Keduanya lalu tenggelam dalam
perbincangan yang hangat. Tema pembicaraan mulai menjalar kemana-mana. Memilih
duduk di ruang tamu dan meninggalkanku seorang diri di kamar seperti tahanan
yang di sel, di tengok lalu ditinggalkan. Ku raih cermin mini berwarna putih
yang tergeletak manis di atas meja kayuku. Merayapi wajahku sendiri dengan mata
sayuku pada pantulan cermin. Ku hitung jumlah butir cacar di wajah dan mengelus
pipiku yang mulai terlihat kumal, Sudah seminggu tak di perbolehkan terkena
air. Tak terlalu banyak, hanya serupa
bekas jerawat batu yang bisa di hitung satu-satu. Ku mohon ini saja Tuhan.
Bisikku lirih.
Pandanganku menyapu keadaan
sekitar kamar. Sudah terlihat rapi. Sebelum perempuan gempal itu datang, aku sudah
merapikannya. Termasuk kasurku. Tapi nampaknya seprei kasurku kerapiannya
sedikit kucel. Itu karena sudah diduduki beberapa menit oleh wanita gempal itu.
Oh tak mengapa. Ia datang kemari dengan niatan baik. Menengokku, juga membawa
biskuit kacang kesukaannku.
Kejenuhan bisa saja datang seenak
hati. Kurasa, diriku mulai disergap jenuh yang meraja. Jenuh yang diakibatkan
oleh kegiatan yang seperti kosong melompong. Seminggu tak kemana-mana, meski
kepalaku tak berhenti untuk berfikir. Ada beberapa hal yang serasa bertindihan
di kepala untuk difikirkan. Mereka saling bertubrukan, merecoki isi kepala.

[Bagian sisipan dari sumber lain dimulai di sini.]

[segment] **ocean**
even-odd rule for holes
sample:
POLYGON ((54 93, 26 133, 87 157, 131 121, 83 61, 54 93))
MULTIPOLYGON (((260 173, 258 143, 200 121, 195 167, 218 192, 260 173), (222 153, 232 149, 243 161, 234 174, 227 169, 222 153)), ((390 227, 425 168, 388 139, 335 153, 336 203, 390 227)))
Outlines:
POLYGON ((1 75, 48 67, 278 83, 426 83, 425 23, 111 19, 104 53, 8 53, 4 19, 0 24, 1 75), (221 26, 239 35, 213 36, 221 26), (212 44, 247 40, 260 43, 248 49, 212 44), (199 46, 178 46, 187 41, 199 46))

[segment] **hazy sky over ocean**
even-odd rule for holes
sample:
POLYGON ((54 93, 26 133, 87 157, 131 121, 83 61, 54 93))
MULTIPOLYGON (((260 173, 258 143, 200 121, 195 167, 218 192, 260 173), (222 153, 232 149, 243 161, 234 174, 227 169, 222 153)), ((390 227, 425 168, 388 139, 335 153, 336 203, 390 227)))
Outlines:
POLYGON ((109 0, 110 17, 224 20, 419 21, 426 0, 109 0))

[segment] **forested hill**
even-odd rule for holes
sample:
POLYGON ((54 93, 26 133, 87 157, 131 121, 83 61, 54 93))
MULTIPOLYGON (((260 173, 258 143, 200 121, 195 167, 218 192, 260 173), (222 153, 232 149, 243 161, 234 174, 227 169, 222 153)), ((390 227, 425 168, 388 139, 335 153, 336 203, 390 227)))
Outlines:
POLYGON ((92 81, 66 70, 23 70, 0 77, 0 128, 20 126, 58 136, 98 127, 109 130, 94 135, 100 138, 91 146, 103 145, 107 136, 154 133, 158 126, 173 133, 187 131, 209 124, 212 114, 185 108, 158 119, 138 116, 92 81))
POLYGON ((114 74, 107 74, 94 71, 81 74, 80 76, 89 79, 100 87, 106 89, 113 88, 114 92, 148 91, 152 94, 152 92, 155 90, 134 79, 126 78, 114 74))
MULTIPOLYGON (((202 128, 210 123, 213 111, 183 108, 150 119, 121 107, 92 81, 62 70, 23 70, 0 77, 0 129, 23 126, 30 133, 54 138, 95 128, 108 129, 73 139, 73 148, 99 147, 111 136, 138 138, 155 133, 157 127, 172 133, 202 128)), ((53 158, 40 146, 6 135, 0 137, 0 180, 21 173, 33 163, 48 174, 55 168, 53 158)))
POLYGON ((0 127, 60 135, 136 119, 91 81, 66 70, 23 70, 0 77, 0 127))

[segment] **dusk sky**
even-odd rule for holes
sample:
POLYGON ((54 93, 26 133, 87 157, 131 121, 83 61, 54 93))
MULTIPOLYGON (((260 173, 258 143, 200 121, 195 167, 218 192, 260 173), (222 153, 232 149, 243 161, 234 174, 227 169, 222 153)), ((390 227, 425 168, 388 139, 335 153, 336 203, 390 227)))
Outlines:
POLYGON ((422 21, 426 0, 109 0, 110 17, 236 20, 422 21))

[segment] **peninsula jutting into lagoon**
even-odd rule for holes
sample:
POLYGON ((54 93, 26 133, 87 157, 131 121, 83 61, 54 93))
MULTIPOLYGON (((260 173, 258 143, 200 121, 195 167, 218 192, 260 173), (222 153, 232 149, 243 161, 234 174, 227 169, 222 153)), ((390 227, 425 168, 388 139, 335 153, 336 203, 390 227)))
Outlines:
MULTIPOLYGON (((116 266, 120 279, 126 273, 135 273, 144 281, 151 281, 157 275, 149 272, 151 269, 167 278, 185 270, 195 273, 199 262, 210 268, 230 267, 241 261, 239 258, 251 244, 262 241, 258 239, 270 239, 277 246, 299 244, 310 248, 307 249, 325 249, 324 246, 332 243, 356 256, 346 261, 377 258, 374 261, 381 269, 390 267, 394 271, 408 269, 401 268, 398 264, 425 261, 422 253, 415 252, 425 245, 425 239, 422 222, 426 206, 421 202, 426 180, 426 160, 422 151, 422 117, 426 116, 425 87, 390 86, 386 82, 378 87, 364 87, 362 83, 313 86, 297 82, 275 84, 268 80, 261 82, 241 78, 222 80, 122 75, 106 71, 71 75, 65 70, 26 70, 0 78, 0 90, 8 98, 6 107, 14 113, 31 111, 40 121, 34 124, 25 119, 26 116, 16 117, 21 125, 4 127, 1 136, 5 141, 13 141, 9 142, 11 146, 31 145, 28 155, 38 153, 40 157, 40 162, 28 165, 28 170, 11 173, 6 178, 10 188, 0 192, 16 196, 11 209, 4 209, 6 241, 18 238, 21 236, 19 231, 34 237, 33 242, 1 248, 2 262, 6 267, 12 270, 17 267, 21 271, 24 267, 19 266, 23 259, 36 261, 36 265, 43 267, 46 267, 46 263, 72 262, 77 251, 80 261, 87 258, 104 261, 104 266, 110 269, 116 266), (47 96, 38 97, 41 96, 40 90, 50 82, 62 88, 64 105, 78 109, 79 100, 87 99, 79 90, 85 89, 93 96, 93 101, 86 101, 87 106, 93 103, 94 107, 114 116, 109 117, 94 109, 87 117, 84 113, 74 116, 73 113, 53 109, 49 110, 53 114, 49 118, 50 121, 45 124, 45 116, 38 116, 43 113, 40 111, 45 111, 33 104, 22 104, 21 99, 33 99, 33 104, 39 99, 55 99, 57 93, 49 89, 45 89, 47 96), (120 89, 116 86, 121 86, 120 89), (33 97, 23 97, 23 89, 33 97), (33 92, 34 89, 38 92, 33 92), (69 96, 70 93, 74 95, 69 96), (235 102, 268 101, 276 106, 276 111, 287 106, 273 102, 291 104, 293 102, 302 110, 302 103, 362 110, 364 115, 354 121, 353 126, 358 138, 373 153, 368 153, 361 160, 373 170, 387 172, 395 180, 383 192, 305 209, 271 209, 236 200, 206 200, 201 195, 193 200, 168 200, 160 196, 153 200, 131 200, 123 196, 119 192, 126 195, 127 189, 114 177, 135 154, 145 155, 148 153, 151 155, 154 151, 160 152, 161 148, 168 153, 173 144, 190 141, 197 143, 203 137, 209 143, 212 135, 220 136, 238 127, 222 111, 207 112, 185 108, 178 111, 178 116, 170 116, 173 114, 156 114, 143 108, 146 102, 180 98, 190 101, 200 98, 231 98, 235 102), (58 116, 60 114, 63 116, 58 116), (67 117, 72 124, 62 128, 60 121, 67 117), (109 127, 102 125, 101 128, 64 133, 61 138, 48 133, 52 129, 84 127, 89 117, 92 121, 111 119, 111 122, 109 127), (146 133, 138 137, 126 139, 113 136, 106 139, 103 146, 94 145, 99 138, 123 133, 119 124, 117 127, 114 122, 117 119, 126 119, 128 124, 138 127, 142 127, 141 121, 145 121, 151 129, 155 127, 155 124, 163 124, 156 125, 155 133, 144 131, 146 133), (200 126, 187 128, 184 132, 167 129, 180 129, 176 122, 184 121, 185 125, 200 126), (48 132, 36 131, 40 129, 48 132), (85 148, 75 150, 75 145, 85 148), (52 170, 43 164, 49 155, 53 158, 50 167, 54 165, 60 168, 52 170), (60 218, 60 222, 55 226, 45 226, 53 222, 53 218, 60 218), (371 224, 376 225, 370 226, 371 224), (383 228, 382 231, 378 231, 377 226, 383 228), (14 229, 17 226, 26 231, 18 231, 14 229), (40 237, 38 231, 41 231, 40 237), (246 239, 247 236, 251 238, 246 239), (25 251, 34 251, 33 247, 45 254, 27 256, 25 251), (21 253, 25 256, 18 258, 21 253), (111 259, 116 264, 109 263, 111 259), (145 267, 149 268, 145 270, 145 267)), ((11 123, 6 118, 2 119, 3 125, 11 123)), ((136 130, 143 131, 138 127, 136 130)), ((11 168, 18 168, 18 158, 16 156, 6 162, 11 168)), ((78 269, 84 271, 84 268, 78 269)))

Lalu membawaku pada lelah yang tak berkesudahan. Sejenuh-jenuhnya diriku,
aku selalu mempunyai cara untuk membunuhnya. Menengok dan mengunjungi beberapa
blog menjadi wahana pengusir jenuh bin suntuk ku akhir-akhir ini. Itu terbukti
membantu. Ada beberapa tulisan yang tersuguhkan di sana. Masing-masing pemilik
blog memiliki ciri khas tersendiri. Mereka begitu lihai menuliskan segala hal
yang mereka alami atau hal-hal yang baru. Terasa mengigit karena tema yang di
usung unik dan menarik. Itu sungguh mempengaruhi moodku.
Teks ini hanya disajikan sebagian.